In contrast to DeBlanc and Fiore, viewers have received plenty of backstory for a different, standalone character, The Cowboy. We’ve seen him, in a previous episode, ride horseback to the town of Ratwater (Annville in the post-Civil War era) in search of medicine for his sickly wife and daughter. We’ve seen him witness Ratwater’s depravity firsthand, a town made corrupt by a lot of contemptible men and their leader, a sadistic preacher. On his way back to his family, The Cowboy passes a family, themselves on the way to Ratwater. He tries to ride on and leave them to their fate in the dangerous town, but virtue calls him back to try and save them. This time, however, Ratwater’s preacher recognizes The Cowboy as an opponent from the Battle of Gettysburg, and he retaliates by shooting The Cowboy’s horse. By the time The Cowboy makes it back to his own family, walking the entire way, his wife and daughter are dead.
“Finish the Song” does just that and finishes The Cowboy’s story. He rides back to Ratwater, this time called back, not by virtue, but, in the words of Jules Winnfield, by great vengeance and furious anger. He finds the preacher in the same saloon where they first met, and proceeds to shoot and kill every person in the place. A storm settles in as The Cowboy pours himself a drink from the bar.
And then “Preacher” shows us his story again, top to bottom, from his sick wife and daughter to his slaughter at the saloon. And then we see it again. And again and again, each time a little faster, the transitions between scenes quicker and choppier. It’s not until the final run-through, when the thunder starts to clap and The Cowboy’s whiskey starts to pour, that instead of flashing back once again to his sick little girl, a door swings open, and in stride DeBlanc and Fiore.

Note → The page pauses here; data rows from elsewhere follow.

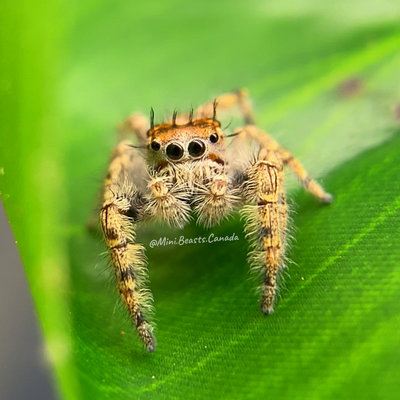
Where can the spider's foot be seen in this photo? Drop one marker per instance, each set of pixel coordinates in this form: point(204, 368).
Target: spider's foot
point(146, 334)
point(268, 300)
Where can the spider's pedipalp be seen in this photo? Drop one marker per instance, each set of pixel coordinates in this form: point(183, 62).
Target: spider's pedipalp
point(187, 167)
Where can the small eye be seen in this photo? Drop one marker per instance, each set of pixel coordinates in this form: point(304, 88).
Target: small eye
point(174, 151)
point(155, 146)
point(196, 148)
point(214, 138)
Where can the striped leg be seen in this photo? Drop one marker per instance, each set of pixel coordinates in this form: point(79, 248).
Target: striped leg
point(266, 223)
point(123, 206)
point(309, 184)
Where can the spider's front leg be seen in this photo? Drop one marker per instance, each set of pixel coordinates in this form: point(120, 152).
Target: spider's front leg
point(266, 222)
point(123, 207)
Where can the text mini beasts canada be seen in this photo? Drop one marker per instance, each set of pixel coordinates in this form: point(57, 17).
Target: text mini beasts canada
point(186, 166)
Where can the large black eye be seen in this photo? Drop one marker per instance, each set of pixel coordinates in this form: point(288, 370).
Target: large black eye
point(196, 148)
point(155, 146)
point(174, 151)
point(214, 138)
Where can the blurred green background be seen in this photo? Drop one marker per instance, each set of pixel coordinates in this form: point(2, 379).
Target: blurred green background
point(324, 79)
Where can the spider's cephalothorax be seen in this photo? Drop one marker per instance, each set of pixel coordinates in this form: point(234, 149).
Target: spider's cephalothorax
point(186, 168)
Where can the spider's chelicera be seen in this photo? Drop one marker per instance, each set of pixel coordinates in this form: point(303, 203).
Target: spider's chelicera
point(184, 168)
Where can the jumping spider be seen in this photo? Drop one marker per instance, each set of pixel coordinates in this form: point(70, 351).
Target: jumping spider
point(184, 167)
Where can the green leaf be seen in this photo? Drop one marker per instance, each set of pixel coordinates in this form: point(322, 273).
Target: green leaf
point(66, 84)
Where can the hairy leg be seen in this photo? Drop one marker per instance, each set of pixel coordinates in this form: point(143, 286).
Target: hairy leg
point(123, 207)
point(266, 223)
point(268, 143)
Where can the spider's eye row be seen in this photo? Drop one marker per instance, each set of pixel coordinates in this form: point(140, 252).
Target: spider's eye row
point(174, 151)
point(155, 146)
point(196, 148)
point(214, 138)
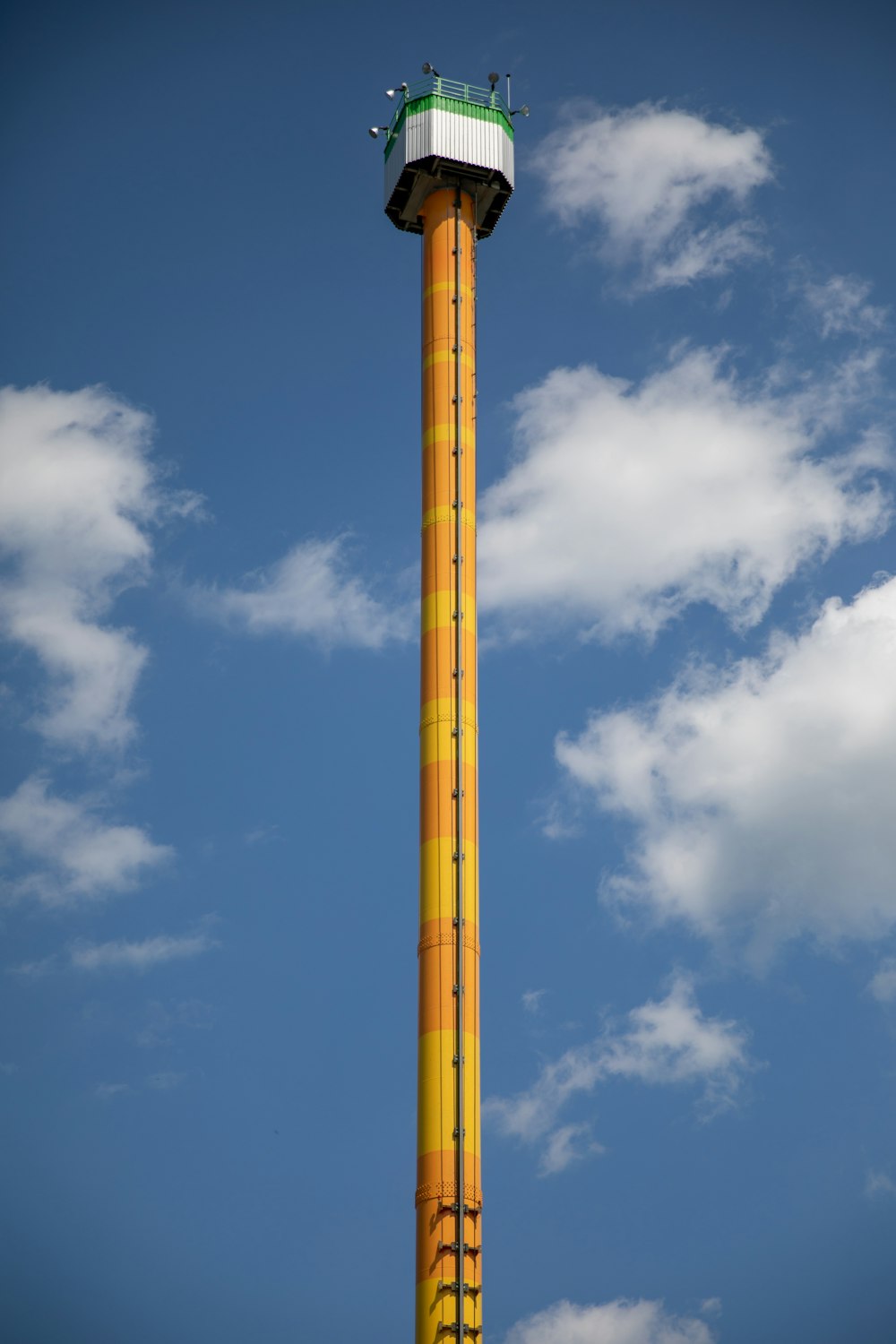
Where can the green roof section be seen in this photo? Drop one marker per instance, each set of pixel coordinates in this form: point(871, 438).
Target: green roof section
point(449, 96)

Ratwater is The Cowboy’s section of Hell, and his eternal damnation is endlessly reliving these moments. He’s also DeBlanc and Fiore’s last resort, and they ask him for help in killing a different preacher in a different Ratwater, about 150 years into the future.
The sheer ambition of this final sequence is admirable, but it is not without pitfalls. Put aside the fact that angels are in Hell hiring a killer. If the intention all along was to repeatedly recap the entirety of The Cowboy’s story, then all of this deserved its own episode rather than cutting up his story into cold opens and feeding them to viewers throughout the season.
Still, “Preacher” has managed, with one episode left, something that, at various points throughout the season, seemed impossible. All roads and plotlines lead to Annville, Genesis, and Jesse Custer. With God himself scheduled to make an appearance, “Preacher’s” season finale oughta be one helluva sermon.